Der Landschaftspflegeverband Mittelfranken bietet Fortbildungskurse an, bei denen interessierte und engagierte Bürgerinnen und Bürger lernen, wertvolle Landschaften zu erhalten. Sie befreien Magerrasen von Sträuchern, pflegen Hecken, mähen Feuchtwiesen für Orchideen und Schmetterlinge, pflanzen Streuobstwiesen, Hecken und Bäume, und erproben den Umgang mit Maschinen. Zum Programm gehören auch Themen wie Arbeitssicherheit und steuerliche Aspekte der Landschaftspflege.
Anlage, Erhalt und Verwertung von Streuobstwiesen im Kreis Kleve (Nordrhein-Westfalen)
Bewerber/in: Landschaftspflege im Kreis Kleve e.V.

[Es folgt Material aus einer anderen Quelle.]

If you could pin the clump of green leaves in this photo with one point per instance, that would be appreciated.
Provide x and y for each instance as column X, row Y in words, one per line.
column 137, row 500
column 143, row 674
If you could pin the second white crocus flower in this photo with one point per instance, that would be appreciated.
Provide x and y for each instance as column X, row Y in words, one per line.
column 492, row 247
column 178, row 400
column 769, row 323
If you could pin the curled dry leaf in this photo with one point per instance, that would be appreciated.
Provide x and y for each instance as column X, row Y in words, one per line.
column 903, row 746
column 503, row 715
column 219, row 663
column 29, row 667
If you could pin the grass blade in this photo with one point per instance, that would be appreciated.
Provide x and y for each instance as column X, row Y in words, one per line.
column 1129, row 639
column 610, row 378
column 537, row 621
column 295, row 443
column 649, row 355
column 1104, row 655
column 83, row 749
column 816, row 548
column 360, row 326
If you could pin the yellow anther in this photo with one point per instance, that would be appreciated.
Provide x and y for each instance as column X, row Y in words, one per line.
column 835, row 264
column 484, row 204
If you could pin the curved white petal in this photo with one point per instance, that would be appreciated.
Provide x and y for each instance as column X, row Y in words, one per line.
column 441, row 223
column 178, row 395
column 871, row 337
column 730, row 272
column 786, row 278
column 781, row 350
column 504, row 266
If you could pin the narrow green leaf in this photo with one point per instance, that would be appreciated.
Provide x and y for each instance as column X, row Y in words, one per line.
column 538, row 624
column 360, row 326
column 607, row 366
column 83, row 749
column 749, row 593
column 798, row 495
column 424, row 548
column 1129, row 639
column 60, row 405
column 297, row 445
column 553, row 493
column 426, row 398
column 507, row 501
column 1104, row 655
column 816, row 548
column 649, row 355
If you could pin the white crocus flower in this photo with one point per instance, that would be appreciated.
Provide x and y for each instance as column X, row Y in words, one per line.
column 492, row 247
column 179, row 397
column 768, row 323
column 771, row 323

Der Verein mit seinen 380 Mitgliedern erhält im Kreis Kleve im großen Stil Streuobstwiesen und legt solche auch neu an. Es wurden bisher 20.000 Obstbäume gepflanzt. Die Flächen werden von Rindern und Schafen beweidet. Das Obst wird über Kooperationspartner frisch vermarktet, über mobile Pressen zu Saft verarbeitet oder gebrannt. In den vergangenen Jahren ist der Landschaftspflegeverein auch in die Zucht von Obstbäumen eingestiegen. Die Bevölkerung wird durch Obstbaumschnittkurse und Infotafeln mitgenommen.
Erhalt der Nieheimer Flechthecken und Erhalt der jahrhundertealten Kulturtechnik des Heckenflechtens (Kreis Höxter, Nordrhein-Westfalen)
Bewerber/in: Arbeitskreis Nieheimer Flechthecken im Heimatverein Nieheim e.V.
Der Arbeitskreis setzt sich für den Erhalt der Nieheimer Flechthecken ein. Das ehrenamtliche Engagement zielt darauf ab, Hecken in Westfalen für die Biodiversität, Klima, Identität und nachhaltige Landschaftsgestaltung zu fördern. In Nieheim und Umgebung kommt die Fertigkeit des Heckenflechtens als regionale Besonderheit dazu. Der Arbeitskreis sensibilisiert interessierte und engagierte Menschen für den schonenden Umgang mit der Natur und sorgt gleichzeitig dafür, dass die jahrhundertealte Kulturtechnik des Heckenflechtens nicht verloren geht.